What to do when you reach Cat Butt Level

Cat Butt Writing LevelEver work on a mind-numbing copywriting project that just won’t end?

New feedback conflicts with previous feedback. Nit-picky edits stemming from random opinion. Rounds and rounds of review are followed by more rounds of review.

It laughs in the face of all processes and procedures as it robs you of your sanity.

Not every project turns out like this. Some go on forever and when they’re done, you miss them (you were having that much fun). But once in a while, there’s that odd project that inspires you to do practically anything to just end the pain.

That moment you reach that point of no return?

I call it the Cat Butt Level.

As in “I’ll stick a picture of a cat’s butt on this thing if you will just approve it.”

Everyone has a different pain tolerance, but I usually reach Cat Butt Level around version 13 of a copy draft. But the question remains…what can you do when you’ve reached Cat Butt Level?

1. Go ahead and vent.

“They dare question my comma usage? MY COMMA USAGE?!”

Keeping it bottled up will only make you crazier. Because the answer is yes, they are questioning your comma usage. Or changing their minds. Or figuring out what they want. Or whatever…just whatever.

It may or may not be anyone’s direct fault, but it’s still crazy making and you are entitled to feel frustrated.
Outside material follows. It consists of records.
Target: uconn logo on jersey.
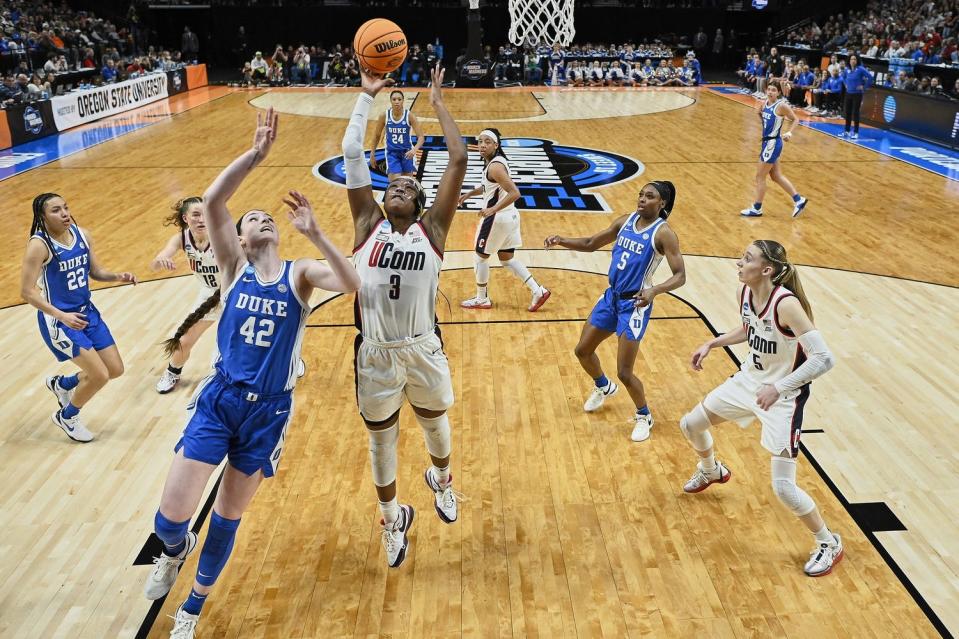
[313,137,646,213]
[369,238,426,271]
[58,254,90,273]
[234,287,287,317]
[746,320,776,355]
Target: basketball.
[353,18,406,74]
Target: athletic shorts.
[589,288,653,342]
[759,138,783,164]
[190,286,223,322]
[386,149,413,174]
[703,371,809,457]
[37,304,116,362]
[173,373,293,477]
[355,333,453,422]
[473,208,523,255]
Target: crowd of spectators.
[0,0,199,107]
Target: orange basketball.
[353,18,406,74]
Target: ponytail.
[30,193,60,261]
[162,289,220,357]
[753,240,813,321]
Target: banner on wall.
[51,73,169,131]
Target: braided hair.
[30,193,62,261]
[647,180,676,220]
[163,289,220,357]
[753,240,813,320]
[163,195,203,231]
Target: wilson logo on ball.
[373,40,406,53]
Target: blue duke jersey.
[762,98,786,141]
[33,224,90,312]
[609,212,666,294]
[215,260,310,395]
[386,109,413,152]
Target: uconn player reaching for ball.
[740,80,808,217]
[343,65,466,568]
[150,196,223,395]
[144,108,360,639]
[150,196,306,395]
[679,240,843,577]
[545,181,686,442]
[370,89,425,182]
[20,193,137,442]
[459,128,550,313]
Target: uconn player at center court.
[679,240,843,577]
[144,108,360,639]
[20,193,137,442]
[343,65,466,568]
[458,128,550,313]
[546,181,686,442]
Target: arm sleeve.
[343,93,373,189]
[774,330,835,393]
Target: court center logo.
[313,135,646,213]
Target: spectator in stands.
[0,75,23,107]
[840,53,873,139]
[100,58,117,84]
[180,26,200,64]
[290,44,310,84]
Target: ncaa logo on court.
[313,135,646,213]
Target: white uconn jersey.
[180,229,220,294]
[353,219,443,342]
[483,155,516,215]
[739,286,806,384]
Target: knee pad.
[770,457,816,517]
[473,253,489,286]
[153,510,190,548]
[416,413,453,459]
[679,404,713,452]
[369,424,400,488]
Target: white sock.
[380,497,400,526]
[501,257,539,293]
[699,452,716,473]
[814,524,836,546]
[433,465,450,486]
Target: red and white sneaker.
[527,286,552,313]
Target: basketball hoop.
[509,0,576,47]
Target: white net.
[509,0,576,47]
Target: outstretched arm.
[370,113,386,169]
[406,113,426,160]
[543,214,630,253]
[283,191,360,300]
[150,233,183,271]
[343,67,393,246]
[203,107,279,283]
[424,62,466,247]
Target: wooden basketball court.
[0,88,959,638]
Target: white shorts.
[356,333,453,422]
[473,208,523,255]
[703,371,809,457]
[190,286,223,322]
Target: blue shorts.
[37,304,116,362]
[589,289,653,342]
[173,373,293,477]
[759,138,783,164]
[386,149,413,174]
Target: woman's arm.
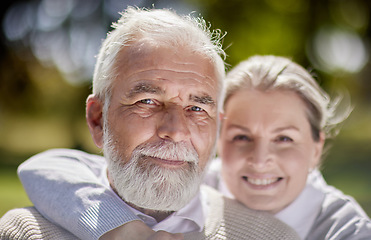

Talk to a trusted colleague. Walk it off.

Better yet, blog about it. 😉

2. Consider your audience.

I’m a cube dwelling copywriter. My saying “I’m not working on it anymore” is more of a career-limiting move than if I were freelance. I won’t give anyone a direct “no,” but I will push back as to what makes sense. Especially if the feedback comes from executive leadership (read: People Who Can Impact My Employment Status.

If you’re a freelancer, you have more power to take a stand, especially if you have a contract. (You do have a contract, right?)

3. Bring it back to the facts.

Whether you’re a cube-bound or free range copywriter, there’s a matter of opinion and a matter of facts. When opinions are getting out of hand, focus on facts:

Is there a business reason for the change?

Is there a legal or regulatory reason for the change?

Is the deadline for this project in jeopardy?

Is the constant churn on this project impacting other projects?

Give the people who’ve condemned you to this debacle of a project a reason to step back and think about how important their changes actually are. Tell them the impact that it’s having on other projects and deadlines.

4. Ask the burning question.

Put the issue front and center and puts whoever owns the project on the hook for making actual decisions. Ask the burning question.

What needs to happen to get this approved?

If they don’t know, at least you know to brace yourself for more.

5. Embrace the butt.

My creative team has a large board that shows what each of us is working on and where it’s at (with Copywriting, with Design, in QA, etc.). Each member of this team uses a distinct set of magnet as an avatar so that by looking at the project, we can easily see what’s going on.

My avatars are cat butt magnets.

And I’ve made the phrase “Cat Butt Level” a standard on my team. Once in a while, a pitiful “meow” can be heard through the noisy cubicle farm. We all sympathize.

Seriously, it’s become a thing.

Find the humor. Because it can get so ludicrous, it’s hysterically funny. Enjoy it.